DrZoidberg
Contributor
Lol. Well... it is my job to facilitate communication in large teams of people. It's what I do for a living all day. There are studies on this. 55% of all defects found in software are due to faulty (most often vague) requirements. Ie a misunderstanding on how something should be interpreted. And these are intelligent, trained people who are aware of communication problems in teams. They still fuck it up distressingly often.
I suggest to go and do a little research on your own on this topic. Humans are awful at this.
But that is errors in interpretation, which goes beyond just getting the words spoken correct. Even if a person accurately hears every word, they often have interpretation errors, and a single misheard word out of 100 (a 1%) error rate can mean massive interpretation errors. 6.3% error rate means that the person would be mishearing about 1 word in every sentence, not even considering whether they interpret the set of words correctly. I doubt there is any research showing its that high.

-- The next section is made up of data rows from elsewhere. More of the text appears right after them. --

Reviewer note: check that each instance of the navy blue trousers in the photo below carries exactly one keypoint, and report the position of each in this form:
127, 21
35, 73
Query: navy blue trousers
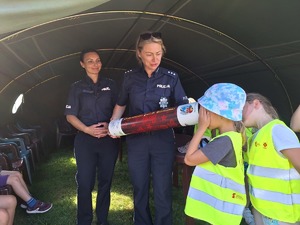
151, 155
94, 158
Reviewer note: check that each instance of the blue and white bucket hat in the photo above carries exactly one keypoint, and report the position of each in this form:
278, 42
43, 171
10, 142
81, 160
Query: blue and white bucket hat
224, 99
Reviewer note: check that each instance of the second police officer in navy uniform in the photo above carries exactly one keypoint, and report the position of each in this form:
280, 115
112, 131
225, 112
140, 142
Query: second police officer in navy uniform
151, 154
89, 109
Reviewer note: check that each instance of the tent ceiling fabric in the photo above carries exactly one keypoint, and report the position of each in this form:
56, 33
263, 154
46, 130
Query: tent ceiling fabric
252, 43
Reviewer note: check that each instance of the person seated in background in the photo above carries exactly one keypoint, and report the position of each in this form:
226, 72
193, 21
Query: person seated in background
7, 209
15, 179
295, 120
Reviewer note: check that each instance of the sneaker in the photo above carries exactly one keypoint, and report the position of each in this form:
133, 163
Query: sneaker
23, 206
40, 207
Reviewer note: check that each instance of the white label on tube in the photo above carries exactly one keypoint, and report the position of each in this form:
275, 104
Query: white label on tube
188, 114
114, 127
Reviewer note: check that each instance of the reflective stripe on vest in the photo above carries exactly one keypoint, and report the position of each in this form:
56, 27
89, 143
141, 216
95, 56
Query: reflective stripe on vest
226, 207
276, 173
287, 199
214, 178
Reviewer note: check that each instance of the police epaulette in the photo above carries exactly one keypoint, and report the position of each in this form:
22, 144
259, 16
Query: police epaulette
77, 82
169, 72
128, 71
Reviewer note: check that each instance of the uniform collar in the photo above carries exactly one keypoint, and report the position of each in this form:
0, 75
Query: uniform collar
90, 81
155, 72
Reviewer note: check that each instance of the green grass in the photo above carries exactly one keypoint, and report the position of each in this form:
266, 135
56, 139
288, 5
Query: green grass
54, 181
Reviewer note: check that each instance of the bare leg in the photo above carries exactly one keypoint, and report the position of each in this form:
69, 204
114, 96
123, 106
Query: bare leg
15, 179
7, 209
16, 173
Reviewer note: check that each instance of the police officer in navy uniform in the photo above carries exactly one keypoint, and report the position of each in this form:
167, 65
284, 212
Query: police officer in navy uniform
89, 109
151, 154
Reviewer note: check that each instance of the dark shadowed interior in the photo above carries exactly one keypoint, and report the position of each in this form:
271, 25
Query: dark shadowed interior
252, 43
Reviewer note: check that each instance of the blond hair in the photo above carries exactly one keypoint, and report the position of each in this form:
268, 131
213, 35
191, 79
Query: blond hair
266, 103
141, 43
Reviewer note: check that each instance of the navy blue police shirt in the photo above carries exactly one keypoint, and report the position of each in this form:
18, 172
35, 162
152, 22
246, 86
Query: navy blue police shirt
92, 102
143, 94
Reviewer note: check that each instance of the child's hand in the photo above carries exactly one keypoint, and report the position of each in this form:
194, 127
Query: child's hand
204, 118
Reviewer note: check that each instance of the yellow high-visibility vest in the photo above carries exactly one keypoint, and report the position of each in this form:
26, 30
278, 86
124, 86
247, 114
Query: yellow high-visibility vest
217, 193
274, 183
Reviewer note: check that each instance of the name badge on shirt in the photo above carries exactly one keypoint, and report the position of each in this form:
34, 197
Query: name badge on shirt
163, 102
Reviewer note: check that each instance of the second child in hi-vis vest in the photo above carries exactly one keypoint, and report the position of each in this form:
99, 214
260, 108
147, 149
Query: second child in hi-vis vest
274, 165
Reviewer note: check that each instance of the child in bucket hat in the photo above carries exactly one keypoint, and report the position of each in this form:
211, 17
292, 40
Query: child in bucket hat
217, 189
224, 99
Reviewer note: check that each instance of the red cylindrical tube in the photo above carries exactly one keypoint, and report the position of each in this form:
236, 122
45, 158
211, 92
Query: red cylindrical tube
182, 115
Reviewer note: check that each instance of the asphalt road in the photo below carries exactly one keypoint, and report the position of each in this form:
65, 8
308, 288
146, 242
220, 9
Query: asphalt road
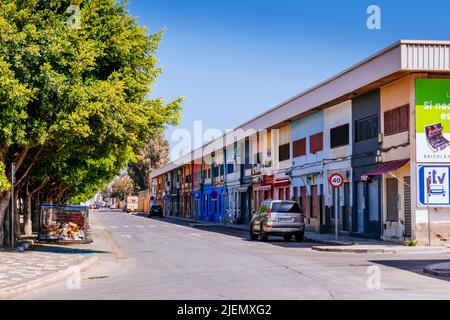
143, 258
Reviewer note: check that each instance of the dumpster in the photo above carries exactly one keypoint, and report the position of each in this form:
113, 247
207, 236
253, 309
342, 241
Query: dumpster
64, 224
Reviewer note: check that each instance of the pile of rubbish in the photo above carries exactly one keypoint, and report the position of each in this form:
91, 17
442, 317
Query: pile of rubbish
63, 231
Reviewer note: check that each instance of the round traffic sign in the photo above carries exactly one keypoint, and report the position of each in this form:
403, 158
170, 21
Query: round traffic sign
336, 180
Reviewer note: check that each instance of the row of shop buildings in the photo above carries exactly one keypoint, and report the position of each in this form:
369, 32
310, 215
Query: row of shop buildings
378, 124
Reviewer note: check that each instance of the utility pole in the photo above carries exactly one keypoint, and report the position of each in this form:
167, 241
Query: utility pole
13, 207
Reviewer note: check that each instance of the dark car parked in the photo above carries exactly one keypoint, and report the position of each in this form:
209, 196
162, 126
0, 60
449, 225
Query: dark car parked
278, 218
155, 211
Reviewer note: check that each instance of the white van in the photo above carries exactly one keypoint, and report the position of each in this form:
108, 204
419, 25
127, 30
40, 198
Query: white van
132, 204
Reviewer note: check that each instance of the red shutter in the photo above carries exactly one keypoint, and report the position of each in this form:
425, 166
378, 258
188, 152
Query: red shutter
299, 148
396, 120
316, 143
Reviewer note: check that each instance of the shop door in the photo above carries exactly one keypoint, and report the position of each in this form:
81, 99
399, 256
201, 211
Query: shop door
407, 206
243, 207
360, 207
373, 219
315, 213
347, 208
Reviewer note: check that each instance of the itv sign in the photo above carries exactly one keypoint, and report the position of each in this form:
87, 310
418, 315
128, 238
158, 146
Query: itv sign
434, 186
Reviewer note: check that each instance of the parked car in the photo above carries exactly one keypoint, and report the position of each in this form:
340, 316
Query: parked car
155, 211
132, 204
278, 218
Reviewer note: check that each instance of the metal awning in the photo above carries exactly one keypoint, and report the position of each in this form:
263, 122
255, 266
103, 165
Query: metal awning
384, 168
264, 188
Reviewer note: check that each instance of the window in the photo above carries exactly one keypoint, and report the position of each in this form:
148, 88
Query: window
392, 199
284, 152
396, 120
316, 143
366, 129
299, 148
315, 202
258, 157
304, 201
296, 194
340, 136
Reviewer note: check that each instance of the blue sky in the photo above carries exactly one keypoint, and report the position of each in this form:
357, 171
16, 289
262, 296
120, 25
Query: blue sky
233, 59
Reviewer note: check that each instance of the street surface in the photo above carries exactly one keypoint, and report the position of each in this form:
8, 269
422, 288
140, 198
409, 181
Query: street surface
143, 258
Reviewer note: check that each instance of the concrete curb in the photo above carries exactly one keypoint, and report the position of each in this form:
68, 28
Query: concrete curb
439, 270
395, 250
12, 292
328, 242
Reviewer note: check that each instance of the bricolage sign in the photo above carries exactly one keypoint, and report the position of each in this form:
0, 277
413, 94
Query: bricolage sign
434, 186
433, 120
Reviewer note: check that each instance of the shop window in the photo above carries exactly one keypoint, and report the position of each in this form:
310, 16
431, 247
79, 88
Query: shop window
304, 201
296, 194
281, 193
315, 203
366, 129
284, 152
396, 120
392, 199
299, 148
316, 143
340, 136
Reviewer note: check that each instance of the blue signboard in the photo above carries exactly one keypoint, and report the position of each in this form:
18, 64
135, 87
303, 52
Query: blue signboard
196, 195
434, 186
214, 195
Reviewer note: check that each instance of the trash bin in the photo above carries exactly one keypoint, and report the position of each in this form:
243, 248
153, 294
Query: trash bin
64, 224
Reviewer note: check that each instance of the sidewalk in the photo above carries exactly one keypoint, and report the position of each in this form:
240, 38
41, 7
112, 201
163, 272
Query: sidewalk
345, 244
21, 272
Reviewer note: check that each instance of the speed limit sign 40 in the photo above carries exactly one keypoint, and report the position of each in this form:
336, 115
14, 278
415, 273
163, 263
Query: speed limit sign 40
336, 180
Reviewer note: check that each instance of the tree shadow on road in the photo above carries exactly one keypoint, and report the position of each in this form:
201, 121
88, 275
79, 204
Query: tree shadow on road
242, 234
66, 250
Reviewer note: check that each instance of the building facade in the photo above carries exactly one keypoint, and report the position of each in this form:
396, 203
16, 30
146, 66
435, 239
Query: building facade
382, 124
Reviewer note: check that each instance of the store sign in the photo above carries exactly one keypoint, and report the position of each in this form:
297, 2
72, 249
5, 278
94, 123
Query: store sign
197, 196
434, 186
433, 120
336, 181
214, 195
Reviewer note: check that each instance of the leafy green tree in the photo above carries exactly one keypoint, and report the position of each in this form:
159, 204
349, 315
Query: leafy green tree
74, 101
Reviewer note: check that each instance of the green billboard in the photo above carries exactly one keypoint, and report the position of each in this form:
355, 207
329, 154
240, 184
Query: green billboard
433, 120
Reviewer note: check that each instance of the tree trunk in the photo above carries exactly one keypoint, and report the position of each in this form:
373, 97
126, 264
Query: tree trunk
28, 226
4, 202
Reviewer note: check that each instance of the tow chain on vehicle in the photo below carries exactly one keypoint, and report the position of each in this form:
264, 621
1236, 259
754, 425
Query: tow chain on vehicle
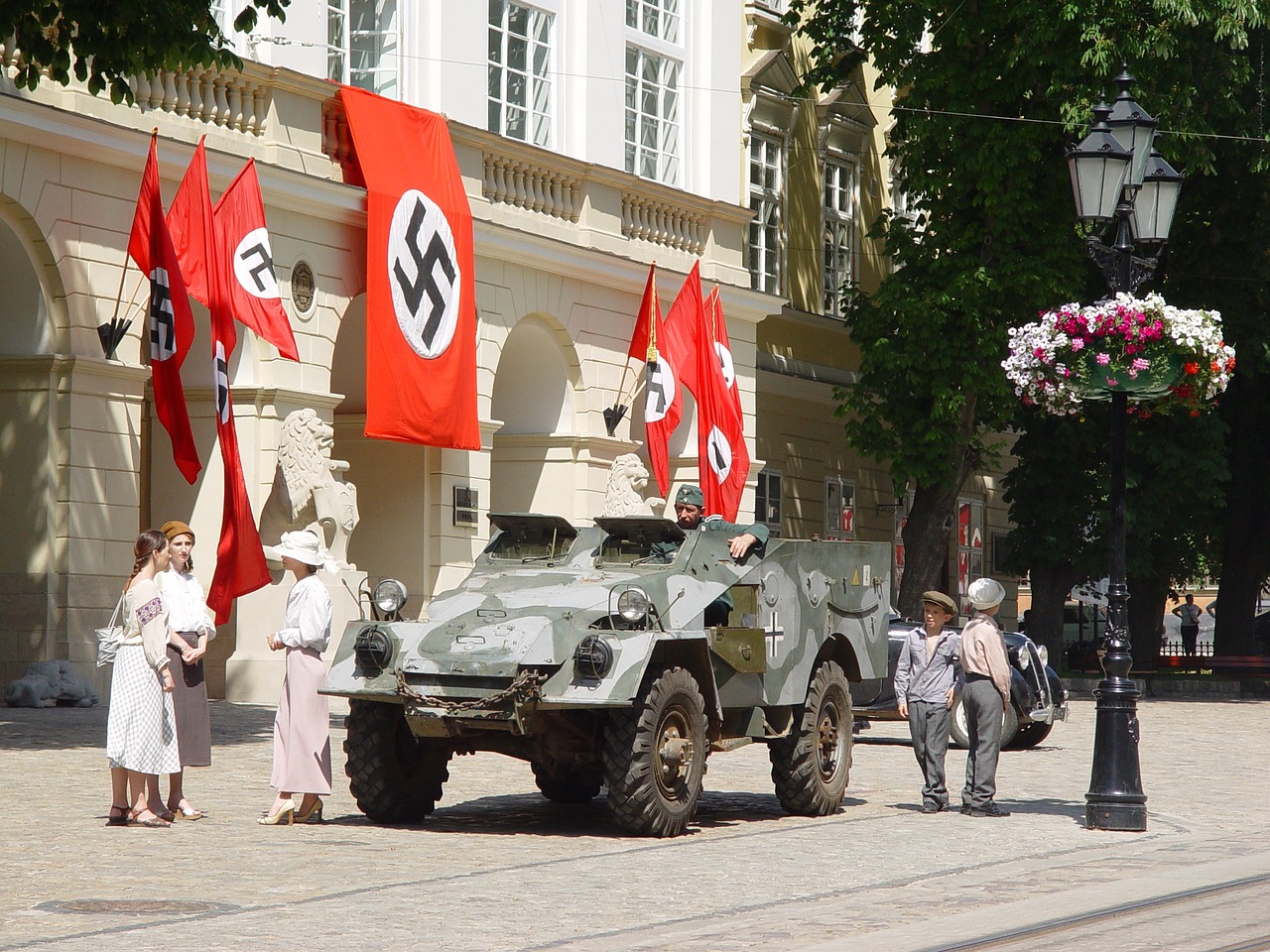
524, 687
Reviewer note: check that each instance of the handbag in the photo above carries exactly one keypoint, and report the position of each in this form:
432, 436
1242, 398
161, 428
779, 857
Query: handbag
108, 639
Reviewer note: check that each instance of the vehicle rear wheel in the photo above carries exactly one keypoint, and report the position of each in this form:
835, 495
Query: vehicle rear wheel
811, 767
572, 784
656, 756
960, 733
394, 775
1029, 735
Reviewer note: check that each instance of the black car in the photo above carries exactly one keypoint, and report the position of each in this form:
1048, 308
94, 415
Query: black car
1038, 697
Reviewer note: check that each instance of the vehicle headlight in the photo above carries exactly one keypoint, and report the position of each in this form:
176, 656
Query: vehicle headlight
633, 606
390, 595
373, 651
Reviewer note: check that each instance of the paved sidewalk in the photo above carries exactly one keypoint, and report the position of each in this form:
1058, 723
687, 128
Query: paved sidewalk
498, 867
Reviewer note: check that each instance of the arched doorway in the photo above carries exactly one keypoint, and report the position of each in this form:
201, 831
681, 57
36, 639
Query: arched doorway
535, 451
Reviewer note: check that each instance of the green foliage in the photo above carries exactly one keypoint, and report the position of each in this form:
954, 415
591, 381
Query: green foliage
105, 42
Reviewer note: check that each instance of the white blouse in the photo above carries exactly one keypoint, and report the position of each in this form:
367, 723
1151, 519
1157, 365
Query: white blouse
309, 615
187, 608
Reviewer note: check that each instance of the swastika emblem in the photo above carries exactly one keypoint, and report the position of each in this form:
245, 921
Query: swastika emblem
719, 452
659, 390
221, 377
423, 275
163, 324
725, 365
253, 266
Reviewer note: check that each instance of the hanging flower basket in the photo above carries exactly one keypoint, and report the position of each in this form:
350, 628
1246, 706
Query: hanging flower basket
1139, 347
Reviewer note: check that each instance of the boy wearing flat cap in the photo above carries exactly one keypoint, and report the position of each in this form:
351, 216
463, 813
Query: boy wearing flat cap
926, 680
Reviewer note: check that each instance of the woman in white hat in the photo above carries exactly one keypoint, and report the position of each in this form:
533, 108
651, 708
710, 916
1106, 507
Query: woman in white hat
302, 729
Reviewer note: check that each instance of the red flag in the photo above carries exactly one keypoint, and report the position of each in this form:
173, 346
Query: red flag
240, 566
252, 286
421, 294
724, 458
683, 324
190, 220
643, 338
172, 325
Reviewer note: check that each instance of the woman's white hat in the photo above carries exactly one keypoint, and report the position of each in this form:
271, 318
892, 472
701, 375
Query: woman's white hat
984, 593
303, 546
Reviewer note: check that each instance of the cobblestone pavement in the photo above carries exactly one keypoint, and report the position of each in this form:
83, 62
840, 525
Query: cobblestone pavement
498, 867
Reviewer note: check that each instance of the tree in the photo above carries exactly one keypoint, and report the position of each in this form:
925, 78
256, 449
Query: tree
989, 98
105, 42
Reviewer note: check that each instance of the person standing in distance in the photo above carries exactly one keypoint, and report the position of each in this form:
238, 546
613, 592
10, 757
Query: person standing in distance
984, 696
302, 729
926, 682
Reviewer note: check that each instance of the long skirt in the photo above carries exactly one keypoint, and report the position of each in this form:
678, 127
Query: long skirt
190, 703
141, 729
302, 729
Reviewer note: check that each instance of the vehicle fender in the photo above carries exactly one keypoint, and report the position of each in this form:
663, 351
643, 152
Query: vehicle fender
691, 652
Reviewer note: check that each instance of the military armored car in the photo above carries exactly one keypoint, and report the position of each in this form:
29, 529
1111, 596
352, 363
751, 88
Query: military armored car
583, 652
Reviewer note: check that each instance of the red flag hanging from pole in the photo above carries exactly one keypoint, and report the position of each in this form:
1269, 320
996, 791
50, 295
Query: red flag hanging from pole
252, 285
724, 457
171, 321
421, 307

Another issue is that humans are less likely to make errors on the most important words. Humans focus their attentional resources on the words that are most important for the meaning (e.g., subject, verb, object). Their errors are likely to be disproportionately on the minor words and articles (the, a, an, etc.). Also, humans use the contextual meaning to "guess" when a word wasn't accurately heard, so their errors while not the exact word will be "close" in terms of deeper meaning. In contrast, computers will make random errors, which means more errors than humans on key words, and the computer "guesses" will be way off in meaning since they "guess" based on semantic overlap rather than contextual meaning.
I think we use context to help us. I lead teams across cultures. When people, from different cultures, aren't used to each other they can barely speak a sentence without needing clarifications. And this is when both are fluent and both are working with the same specialisation in a specialised industry.
Take sight. I think we assume the hell out of what people are seeing. And that's how our brains work. When I studied human-computer intertation I looked at pictures showing representations of the amount of information that the eye actually picks up. Most of what we think we see we don't actually see. It's the brain filling in the gaps. Hearing works the same way.
Humans have a huge head start on computers because we are humans. We will share the same type of limitations as whoever is speaking, so our powers are assumption will be pretty good. But a lot of that's just guesswork, and I think we should be humble about it. If we would be in conversation with a more intelligent non-human being I highly we would be able to understand that they are more intelligent than us. Simply because we'd be searching for specifically human cues. Computers would need to simulate that, which is hard when we still don't really know how the brain works.